Annunciare che Atlantia è “decotta” e poi far passare mesi senza arrivare a definire un accordo, nonostante le proposte avanzate, per poi insistere, a 12 giorni dalla scadenza dei termini entro cui i Benetton possono richiedere la risoluzione della concessione e il relativo risarcimento appare agli occhi degli imprenditori veneti come l’operato di un arbitro che si metta a giocare per la squadra avversaria non guardando allo scorrere del tempo e continuando a fischiare solo falli contro.

Una tattica che serve solo ad arrivare nell’imminenza della scadenza dei termini con una ultima proposta “prendere o lasciare”: cedere se non l’intera partecipazione almeno la maggioranza del capitale di Aspi (facendo scendere dal 88% al 36%-37% o forse meno) sulla base di una valutazione che, in proporzione, sia di poco superiore a quella che i Benetton otterrebbero dal risarcimento.

E visto che pagare 7 miliardi per l’88% equivale implicitamente a valutare circa 8 miliardi il 100%, che è poi la valutazione a cui hanno adeguato le loro stime gli analisti di Equita Sim, se Cdp-F2i fossero disposti a pagare anche solo 4,2-4,5 miliardi il 51% di Aspi (e non 5,5-6 miliardi come inizialmente ipotizzato), per Ponzano Veneto potrebbe essere il minore dei mali.

Resterebbe poi da valutare che senso potrebbe avere restare soci al 36%-37% di una società che subirebbe un significativo calo di redditività dato dal combinato disposto di maggiori investimenti, peraltro da ripartire pro-quota tra i vari azionisti e dunque in modo sostanziale a carico dell’azionista pubblico (come dire che il governo, indirettamente, pagherebbe i Benetton per l’onore/onere di farsi carico del rinnovamento dell’infrastruttura autostradale), e minori ricavi vista la richiesta negoziale di un taglio dei pedaggi del 5% almeno per 5 anni se non per l’intera durata residua della concessione.

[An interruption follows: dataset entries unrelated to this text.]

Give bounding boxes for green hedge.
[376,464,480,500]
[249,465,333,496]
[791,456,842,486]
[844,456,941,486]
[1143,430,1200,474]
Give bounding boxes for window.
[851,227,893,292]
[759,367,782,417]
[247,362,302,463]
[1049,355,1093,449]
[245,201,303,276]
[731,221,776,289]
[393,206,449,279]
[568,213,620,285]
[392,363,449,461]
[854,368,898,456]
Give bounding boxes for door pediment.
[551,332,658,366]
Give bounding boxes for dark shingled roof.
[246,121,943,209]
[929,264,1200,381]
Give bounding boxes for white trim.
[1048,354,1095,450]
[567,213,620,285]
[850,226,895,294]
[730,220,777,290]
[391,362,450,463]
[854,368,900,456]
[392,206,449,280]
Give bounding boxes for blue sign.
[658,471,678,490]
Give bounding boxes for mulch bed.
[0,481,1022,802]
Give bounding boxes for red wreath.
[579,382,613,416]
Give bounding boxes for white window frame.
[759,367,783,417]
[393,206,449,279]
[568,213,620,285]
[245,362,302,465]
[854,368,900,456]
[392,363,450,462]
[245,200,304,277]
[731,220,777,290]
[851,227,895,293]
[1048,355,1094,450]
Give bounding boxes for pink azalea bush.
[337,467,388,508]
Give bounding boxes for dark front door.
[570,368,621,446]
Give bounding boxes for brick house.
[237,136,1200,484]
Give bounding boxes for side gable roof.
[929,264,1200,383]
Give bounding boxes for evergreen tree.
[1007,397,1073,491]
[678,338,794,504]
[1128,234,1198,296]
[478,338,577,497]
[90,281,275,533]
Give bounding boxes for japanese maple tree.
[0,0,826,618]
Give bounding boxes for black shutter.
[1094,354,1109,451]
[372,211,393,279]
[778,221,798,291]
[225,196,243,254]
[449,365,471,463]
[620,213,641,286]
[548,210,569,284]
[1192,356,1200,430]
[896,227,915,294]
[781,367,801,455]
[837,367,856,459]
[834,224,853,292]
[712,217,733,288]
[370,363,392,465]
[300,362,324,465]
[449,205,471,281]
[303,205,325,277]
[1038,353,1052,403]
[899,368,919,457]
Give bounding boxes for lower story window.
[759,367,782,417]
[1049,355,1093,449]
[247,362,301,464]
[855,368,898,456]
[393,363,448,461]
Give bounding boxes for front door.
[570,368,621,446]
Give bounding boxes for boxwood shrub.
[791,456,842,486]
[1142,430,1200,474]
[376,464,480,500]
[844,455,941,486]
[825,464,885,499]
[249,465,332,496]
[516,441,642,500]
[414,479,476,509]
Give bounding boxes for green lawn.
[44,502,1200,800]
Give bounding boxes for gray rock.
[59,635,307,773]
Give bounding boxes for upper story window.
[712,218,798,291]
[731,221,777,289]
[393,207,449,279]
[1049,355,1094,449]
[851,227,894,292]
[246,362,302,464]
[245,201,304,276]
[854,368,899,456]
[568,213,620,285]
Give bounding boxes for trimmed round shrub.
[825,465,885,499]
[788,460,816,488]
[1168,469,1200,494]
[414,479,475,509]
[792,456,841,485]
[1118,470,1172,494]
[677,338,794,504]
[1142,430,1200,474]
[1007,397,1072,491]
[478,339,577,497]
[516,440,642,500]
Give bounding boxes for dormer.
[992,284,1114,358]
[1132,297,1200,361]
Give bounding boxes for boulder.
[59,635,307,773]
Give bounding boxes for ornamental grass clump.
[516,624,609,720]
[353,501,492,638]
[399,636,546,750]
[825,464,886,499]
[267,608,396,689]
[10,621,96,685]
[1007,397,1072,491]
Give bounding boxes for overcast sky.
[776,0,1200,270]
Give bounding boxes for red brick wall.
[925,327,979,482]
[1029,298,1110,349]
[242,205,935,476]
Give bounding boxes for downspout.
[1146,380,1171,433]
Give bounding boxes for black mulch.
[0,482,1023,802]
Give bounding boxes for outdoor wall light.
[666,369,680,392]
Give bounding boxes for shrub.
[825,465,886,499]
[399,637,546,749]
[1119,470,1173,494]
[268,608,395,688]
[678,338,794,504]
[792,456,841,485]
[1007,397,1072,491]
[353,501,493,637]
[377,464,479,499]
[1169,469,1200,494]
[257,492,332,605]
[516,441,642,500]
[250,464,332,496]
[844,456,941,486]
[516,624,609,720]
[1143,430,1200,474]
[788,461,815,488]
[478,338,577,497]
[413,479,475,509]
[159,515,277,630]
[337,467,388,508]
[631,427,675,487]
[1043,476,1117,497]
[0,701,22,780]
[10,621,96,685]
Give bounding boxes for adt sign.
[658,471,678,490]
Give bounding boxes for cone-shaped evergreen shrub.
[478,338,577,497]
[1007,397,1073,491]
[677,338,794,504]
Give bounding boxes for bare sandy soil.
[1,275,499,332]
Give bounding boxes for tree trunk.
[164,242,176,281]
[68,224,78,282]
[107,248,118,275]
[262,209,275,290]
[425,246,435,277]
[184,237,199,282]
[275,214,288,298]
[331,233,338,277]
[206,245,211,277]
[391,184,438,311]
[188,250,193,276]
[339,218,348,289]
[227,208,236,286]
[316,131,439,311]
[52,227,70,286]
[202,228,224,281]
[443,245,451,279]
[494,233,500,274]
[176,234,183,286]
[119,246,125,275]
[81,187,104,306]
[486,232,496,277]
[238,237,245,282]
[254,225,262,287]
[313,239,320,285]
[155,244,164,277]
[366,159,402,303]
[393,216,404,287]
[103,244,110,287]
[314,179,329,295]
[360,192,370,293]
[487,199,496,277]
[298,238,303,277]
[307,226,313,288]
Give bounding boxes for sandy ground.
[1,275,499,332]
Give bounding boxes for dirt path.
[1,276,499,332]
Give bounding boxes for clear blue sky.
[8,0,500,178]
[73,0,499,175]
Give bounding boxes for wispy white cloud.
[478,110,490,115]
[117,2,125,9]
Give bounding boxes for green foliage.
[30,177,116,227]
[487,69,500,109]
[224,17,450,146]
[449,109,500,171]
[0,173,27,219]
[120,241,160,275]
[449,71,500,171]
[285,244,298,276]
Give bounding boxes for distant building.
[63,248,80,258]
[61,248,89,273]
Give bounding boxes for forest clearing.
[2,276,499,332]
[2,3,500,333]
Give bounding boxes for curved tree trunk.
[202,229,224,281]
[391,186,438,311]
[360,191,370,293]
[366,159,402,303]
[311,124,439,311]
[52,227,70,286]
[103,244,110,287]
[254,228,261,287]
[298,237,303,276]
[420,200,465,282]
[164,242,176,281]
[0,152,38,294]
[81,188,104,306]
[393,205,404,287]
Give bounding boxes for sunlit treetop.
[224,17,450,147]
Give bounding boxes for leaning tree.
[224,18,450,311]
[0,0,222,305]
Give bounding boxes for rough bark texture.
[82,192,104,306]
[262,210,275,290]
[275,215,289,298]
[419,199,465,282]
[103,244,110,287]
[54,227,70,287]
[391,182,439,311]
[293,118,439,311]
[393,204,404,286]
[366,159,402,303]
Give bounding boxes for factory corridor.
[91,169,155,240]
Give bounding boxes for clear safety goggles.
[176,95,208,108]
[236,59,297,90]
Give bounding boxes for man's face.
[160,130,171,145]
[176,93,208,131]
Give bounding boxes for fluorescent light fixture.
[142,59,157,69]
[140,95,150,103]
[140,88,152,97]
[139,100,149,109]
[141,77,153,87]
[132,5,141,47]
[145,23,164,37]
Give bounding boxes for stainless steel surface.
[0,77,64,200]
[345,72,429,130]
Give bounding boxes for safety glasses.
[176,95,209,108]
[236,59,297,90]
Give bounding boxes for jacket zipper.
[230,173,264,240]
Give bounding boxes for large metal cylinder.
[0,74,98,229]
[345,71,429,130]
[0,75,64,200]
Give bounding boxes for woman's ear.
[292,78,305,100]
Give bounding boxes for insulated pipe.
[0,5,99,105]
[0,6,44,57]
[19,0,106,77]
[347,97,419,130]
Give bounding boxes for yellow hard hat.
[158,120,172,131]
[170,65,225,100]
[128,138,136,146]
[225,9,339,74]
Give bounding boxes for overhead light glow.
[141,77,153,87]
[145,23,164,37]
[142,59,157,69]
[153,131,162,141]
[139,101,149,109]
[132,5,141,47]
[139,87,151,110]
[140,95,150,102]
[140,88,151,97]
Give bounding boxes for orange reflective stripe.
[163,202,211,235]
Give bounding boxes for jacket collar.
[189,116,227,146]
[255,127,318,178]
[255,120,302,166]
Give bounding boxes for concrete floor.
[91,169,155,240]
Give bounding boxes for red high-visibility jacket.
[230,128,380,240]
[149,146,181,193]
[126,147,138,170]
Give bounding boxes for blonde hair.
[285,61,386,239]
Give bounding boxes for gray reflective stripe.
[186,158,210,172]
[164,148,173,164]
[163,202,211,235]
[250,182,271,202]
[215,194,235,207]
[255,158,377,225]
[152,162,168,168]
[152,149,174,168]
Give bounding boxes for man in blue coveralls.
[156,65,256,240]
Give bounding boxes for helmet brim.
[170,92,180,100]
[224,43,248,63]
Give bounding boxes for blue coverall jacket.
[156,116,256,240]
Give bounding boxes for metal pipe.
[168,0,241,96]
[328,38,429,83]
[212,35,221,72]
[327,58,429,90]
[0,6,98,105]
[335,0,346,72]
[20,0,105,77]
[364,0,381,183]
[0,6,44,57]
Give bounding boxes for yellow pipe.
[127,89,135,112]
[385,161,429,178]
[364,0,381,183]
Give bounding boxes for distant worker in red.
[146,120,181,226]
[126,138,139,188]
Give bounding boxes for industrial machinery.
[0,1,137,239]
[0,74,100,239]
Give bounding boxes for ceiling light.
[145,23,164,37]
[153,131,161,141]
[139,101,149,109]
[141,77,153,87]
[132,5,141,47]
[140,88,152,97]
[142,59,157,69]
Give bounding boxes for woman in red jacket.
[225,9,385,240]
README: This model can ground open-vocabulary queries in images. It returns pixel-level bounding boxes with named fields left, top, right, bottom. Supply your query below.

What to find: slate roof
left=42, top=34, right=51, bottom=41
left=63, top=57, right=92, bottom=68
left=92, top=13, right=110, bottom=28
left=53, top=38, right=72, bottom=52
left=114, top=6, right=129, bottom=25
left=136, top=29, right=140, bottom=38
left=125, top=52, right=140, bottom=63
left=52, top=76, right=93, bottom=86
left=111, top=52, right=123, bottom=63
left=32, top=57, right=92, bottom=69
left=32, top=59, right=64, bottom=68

A compensazione, la durata stessa potrebbe essere estesa oltre la scadenza naturale (al momento fissata al 31 dicembre 2038), così da rendere lo “sconto” finanziariamente sostenibile. Se ciò fosse vero, ai Benetton e agli altri soci di Atlantia (il fondo sovrano di Singapore, Gic, il gestore Lazard Asset Management, la Fondazione Crt e Hsbc Holdings), già intenzionati a fare cassa cedendo una quota di Telepass a un grande fondo di private equity, l’accordo potrebbe anche convenire.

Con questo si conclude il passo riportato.